As the Earth is becoming warmer, severe environmental issues, such as increases in the temperatures of seawater and reservoirs, persistent drought and sharply rising desert areas, have become urgent problems. In particular, continuous climate change makes drinkable water useless due to blooms of algae such as diatoms, green algae and blue-green algae (cyanobacteria) (Suurnakki et al., 2015; Urase and Sasaki, 2013). Geosmin, which has a musty odor, is an algae metabolite that contaminates water supply systems. As shown by several research results, one of the main reasons for the low satisfaction levels of tap water is odor compounds (Watson et al., 2016; Parinet et al., 2010), which remain after flowing through the water supply system. To increase trust and satisfaction with drinking water, the sensitive detection of odor compounds below the concentrations detectable by the human nose is critical (Xu et al., 2020). The human sense of smell is very sensitive and can detect at least 5 ppt geosmin. The detection of minute concentrations of geosmin or other metabolites from algae is necessary. However, detecting geosmin at low concentrations has been challenging for existing instruments. In addition, existing devices show limitations in the real-time monitoring of algae because pretreatment is time-consuming, and an expert is required to operate the necessary equipment.

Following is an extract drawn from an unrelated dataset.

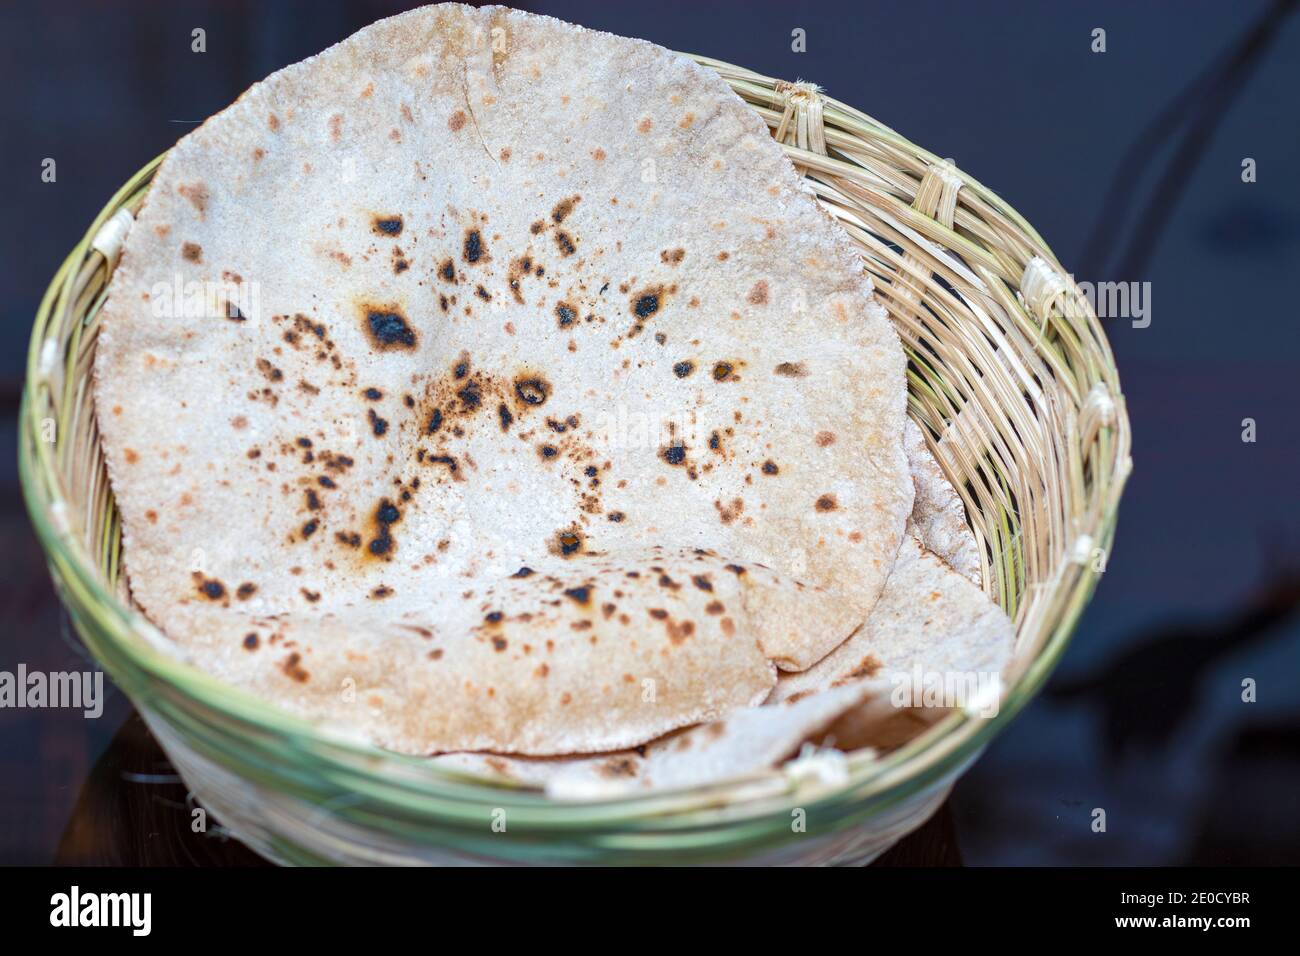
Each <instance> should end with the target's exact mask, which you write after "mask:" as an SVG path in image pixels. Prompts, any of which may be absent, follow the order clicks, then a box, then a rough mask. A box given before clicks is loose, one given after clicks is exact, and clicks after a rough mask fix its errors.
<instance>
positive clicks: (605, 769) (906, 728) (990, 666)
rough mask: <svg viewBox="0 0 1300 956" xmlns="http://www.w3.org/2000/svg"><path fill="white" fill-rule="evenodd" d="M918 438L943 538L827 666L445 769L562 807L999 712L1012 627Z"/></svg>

Various sensing platforms have been developed for the detection of odor compounds that are contained in water and for monitoring water quality (Lvova et al., 2020; Braga et al., 2012; Migliorini et al., 2020; Hurlburt et al., 2009; Ji et al., 1999; Kim et al., 2015), such as gas chromatography-mass spectrometry (GC-MS), headspace-solid-phase microextraction (HS-SPME) (Parinet et al., 2011), and gas chromatography-flame ionization detection (GC-FID) (Bristow et al., 2019) (Table S1). These conventional detection methods cannot cope with rapid and sensitive sensing. Although the current state-of-the-art analysis methods can detect geosmin, they have a few limitations, such as high cost, a long and complex pretreatment system, the need for a large sample volume to obtain sufficient sensitivity (Bristow et al., 2019), and large equipment. In addition, conventional instrumentation requires skillful equipment operators. To overcome these limitations, researchers are inventing new methodologies (Xu et al., 2018; Guo, 2017, Guo, 2018; Guo and Ma, 2017; Guo et al., 2018).

The bioelectronic nose, which is based on a carbon nanotube (CNT) sensor platform that is integrated with mammalian cell-derived nanovesicles for geosmin detection, has been demonstrated (Son et al., 2015). In this work, a human olfactory receptor (hOR) binding geosmin with high selectivity was screened by a cell-based assay and utilized as a recognition element in the form of a nanovesicle. However, for practical application, the nanovesicle-based bioelectronic nose has several limitations including low stability and high cost. Our research focused on the highly sensitive and selective detection of geosmin with a graphene field-effect transistor (GFET) using a target-specific aptamer to obtain the advantages of FET-based sensors, such as a fast response, high sensitivity and selectivity with target-specific bioprobes, and low cost (Park et al., 2016). Graphene is the most promising chemical and biosensor material; it shows extremely high electrical conductivity (200,000 cm2 V-1 s-1) and ambipolar transfer characteristics (Wang et al., 2020). The GFET platform has numerous advantages as an electrochemical sensor, such as excellent sensitivity, real-time monitoring, rapid responses, and exceedingly selective responses (Park et al., 2017). Therefore, these systems have been employed for a wide range of applications, including the detection of bacteria, viruses, etc (Yang et al., 2014). Aptamers can be isolated by an in vitro selection process and have attracted considerable attention as a bioprobe because of their high stability and reproducibility, easy modification and immobilization, and small size. Recently, in many studies, aptamers that are incorporated into FET platforms have shown high performance in terms of selectivity and sensitivity. However, isolation and integration of aptamers that can recognize geosmin with a GFET have not been reported.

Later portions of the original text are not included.